Mysterious radio signal from space seems to have suddenly vanished - bookofjoe
https://www.newscientist.com/article/2229019-mysterious-radio-signal-from-space-seems-to-have-suddenly-vanished/
======
eindiran
What a clickbait nonsense headline.

From the article: `[I]t is more likely that the telescope can’t detect the
FRB’s wavelengths or that any bursts it emitted while Oostrum and his
colleagues were observing were just too dim to see, says Jason Hessels, who is
also at the Netherlands Institute for Radio Astronomy but wasn’t involved in
this work. “Just because you don’t see anything at this time with this
telescope doesn’t mean there’s nothing to see,” he says.`

------
tudorw
Imagine you are in a dark room with a friend, they stop talking, you're in
shock, they have vanished, then they start talking again and you're like, oh,
they didn't vanish, they just stopped talking, it's that kind of vanished...

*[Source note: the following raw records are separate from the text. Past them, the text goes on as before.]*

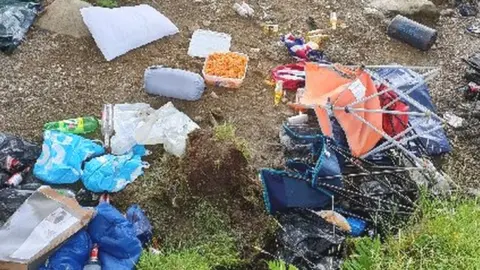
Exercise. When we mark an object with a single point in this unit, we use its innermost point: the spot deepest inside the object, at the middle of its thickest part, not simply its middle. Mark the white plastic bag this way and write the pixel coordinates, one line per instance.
(119, 30)
(126, 118)
(167, 126)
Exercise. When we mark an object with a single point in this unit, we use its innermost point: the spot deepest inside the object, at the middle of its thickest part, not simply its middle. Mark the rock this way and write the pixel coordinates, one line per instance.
(423, 11)
(447, 12)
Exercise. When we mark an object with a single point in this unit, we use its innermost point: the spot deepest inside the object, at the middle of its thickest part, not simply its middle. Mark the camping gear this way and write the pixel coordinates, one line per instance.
(181, 84)
(72, 255)
(16, 17)
(327, 87)
(28, 238)
(206, 42)
(62, 157)
(111, 173)
(411, 32)
(118, 246)
(81, 125)
(117, 31)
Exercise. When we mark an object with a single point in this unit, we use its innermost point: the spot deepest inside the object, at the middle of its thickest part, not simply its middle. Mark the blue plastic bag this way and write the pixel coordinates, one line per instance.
(72, 255)
(119, 247)
(62, 157)
(111, 173)
(140, 222)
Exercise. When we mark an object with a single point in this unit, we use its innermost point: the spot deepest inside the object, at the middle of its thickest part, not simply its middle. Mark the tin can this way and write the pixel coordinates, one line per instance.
(270, 29)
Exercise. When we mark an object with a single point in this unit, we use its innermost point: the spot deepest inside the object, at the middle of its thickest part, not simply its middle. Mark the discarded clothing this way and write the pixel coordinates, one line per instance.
(302, 51)
(141, 224)
(120, 30)
(432, 138)
(306, 239)
(119, 247)
(292, 76)
(16, 17)
(181, 84)
(62, 157)
(167, 126)
(72, 255)
(16, 154)
(111, 173)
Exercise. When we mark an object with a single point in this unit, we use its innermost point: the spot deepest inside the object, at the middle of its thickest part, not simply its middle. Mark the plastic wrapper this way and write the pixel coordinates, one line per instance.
(111, 173)
(62, 157)
(141, 224)
(119, 247)
(16, 17)
(181, 84)
(167, 126)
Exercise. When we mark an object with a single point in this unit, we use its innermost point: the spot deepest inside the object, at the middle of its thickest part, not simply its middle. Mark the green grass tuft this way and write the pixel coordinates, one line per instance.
(440, 236)
(209, 244)
(226, 132)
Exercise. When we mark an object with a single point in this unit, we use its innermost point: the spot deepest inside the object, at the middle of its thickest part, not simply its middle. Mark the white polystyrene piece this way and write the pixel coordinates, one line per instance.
(120, 30)
(205, 42)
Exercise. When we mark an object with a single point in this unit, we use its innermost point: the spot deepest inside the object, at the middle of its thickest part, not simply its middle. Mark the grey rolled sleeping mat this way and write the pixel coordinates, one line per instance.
(174, 83)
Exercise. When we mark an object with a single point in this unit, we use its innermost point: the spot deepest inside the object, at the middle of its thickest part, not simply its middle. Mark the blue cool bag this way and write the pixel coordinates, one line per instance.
(119, 247)
(72, 255)
(62, 157)
(111, 173)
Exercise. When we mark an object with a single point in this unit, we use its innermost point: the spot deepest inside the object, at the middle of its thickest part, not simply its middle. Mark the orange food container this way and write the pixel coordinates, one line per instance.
(224, 81)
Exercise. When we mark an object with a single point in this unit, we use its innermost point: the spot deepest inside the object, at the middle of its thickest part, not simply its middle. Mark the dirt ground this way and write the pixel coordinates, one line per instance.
(52, 77)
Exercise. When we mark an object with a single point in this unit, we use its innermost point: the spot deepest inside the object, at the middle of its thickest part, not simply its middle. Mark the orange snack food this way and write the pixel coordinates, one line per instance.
(226, 65)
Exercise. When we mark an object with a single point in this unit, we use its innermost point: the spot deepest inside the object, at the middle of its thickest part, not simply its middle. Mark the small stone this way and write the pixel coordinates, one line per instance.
(447, 12)
(214, 95)
(198, 119)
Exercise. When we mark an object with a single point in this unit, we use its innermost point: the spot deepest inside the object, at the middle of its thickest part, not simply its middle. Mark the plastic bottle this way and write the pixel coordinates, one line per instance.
(333, 20)
(17, 178)
(93, 263)
(278, 92)
(107, 124)
(81, 125)
(411, 32)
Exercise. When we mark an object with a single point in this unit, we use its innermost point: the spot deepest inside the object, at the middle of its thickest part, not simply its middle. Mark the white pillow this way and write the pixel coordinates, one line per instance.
(119, 30)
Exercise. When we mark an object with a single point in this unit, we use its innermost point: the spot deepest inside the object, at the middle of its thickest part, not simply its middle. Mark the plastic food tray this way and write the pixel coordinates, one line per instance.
(221, 81)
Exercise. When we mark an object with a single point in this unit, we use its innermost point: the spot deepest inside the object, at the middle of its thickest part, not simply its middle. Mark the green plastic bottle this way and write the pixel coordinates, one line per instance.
(81, 125)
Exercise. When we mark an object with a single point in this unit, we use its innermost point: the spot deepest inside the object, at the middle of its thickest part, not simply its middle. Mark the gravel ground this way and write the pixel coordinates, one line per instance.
(52, 77)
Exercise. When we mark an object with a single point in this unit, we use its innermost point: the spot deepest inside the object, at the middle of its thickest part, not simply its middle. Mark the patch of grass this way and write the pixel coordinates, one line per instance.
(107, 3)
(226, 132)
(440, 236)
(207, 243)
(280, 265)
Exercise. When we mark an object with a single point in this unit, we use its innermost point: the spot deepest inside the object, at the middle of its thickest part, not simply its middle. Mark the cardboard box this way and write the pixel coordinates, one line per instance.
(43, 222)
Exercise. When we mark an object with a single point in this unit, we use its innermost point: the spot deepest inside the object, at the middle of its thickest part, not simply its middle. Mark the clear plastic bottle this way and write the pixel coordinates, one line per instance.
(107, 124)
(81, 125)
(93, 263)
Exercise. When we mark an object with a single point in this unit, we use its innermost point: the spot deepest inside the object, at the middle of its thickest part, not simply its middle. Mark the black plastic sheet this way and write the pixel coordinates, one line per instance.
(309, 242)
(16, 17)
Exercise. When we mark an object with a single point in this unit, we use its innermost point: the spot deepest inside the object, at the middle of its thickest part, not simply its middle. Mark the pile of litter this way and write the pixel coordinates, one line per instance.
(63, 17)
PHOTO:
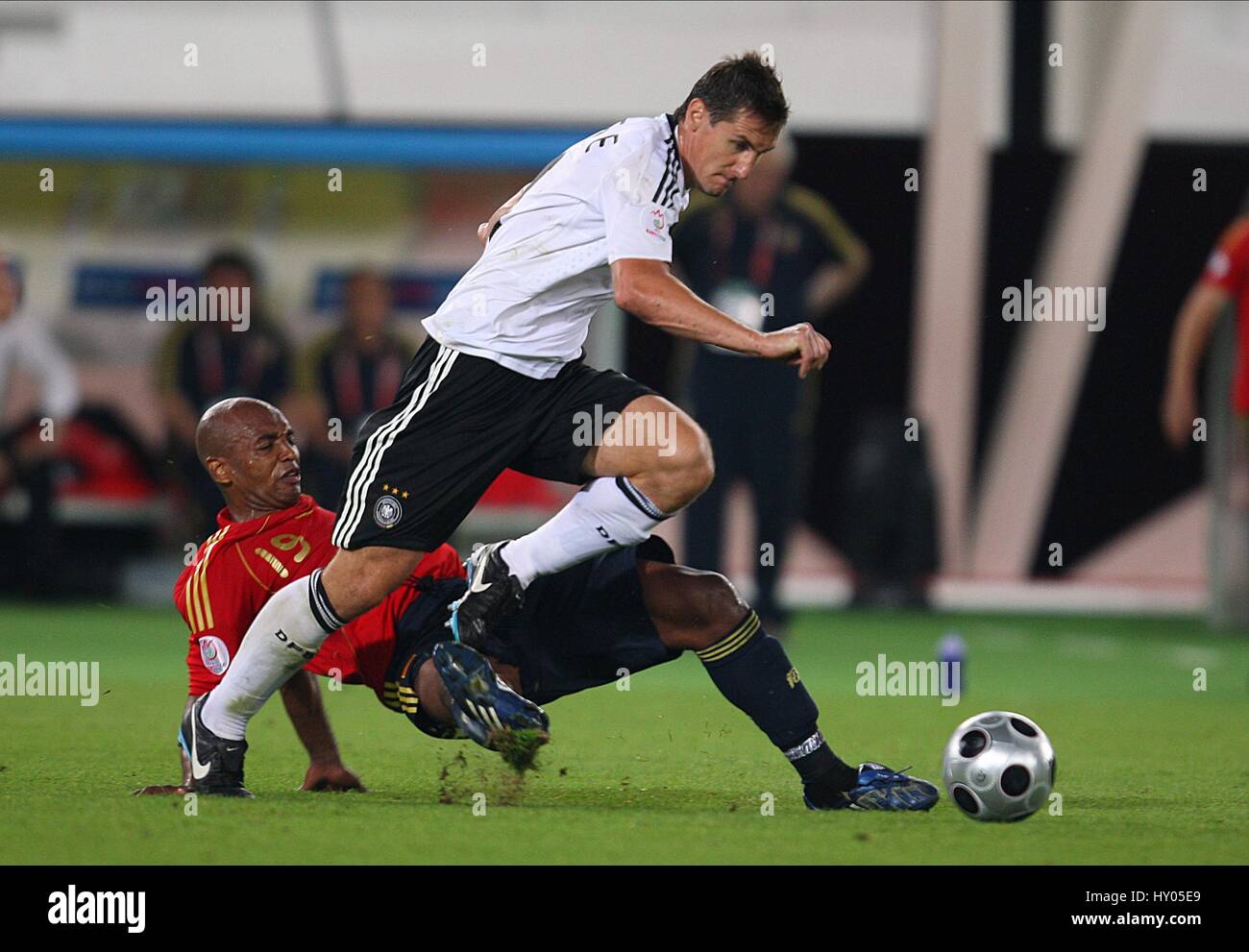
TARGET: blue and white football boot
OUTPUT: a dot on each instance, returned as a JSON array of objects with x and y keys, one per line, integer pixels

"it is more likely that the telescope can’t detect the FRB’s wavelengths or
that any bursts it emitted while Oostrum and his colleagues were observing
were just too dim to see, says Jason Hessels,"

------
elif
When I see these articles, my first thought is, how are they so certain that
they aren't getting chatter from classified satellites? e.g. X-37 flies an
erratic mission profile, which could completely explain the intermittent
nature of their signals. Who's to say there aren't undocumented higher orbit
spy platforms?

Radiotelescopes are necessarily large and, afaik, all terrestrial as a result.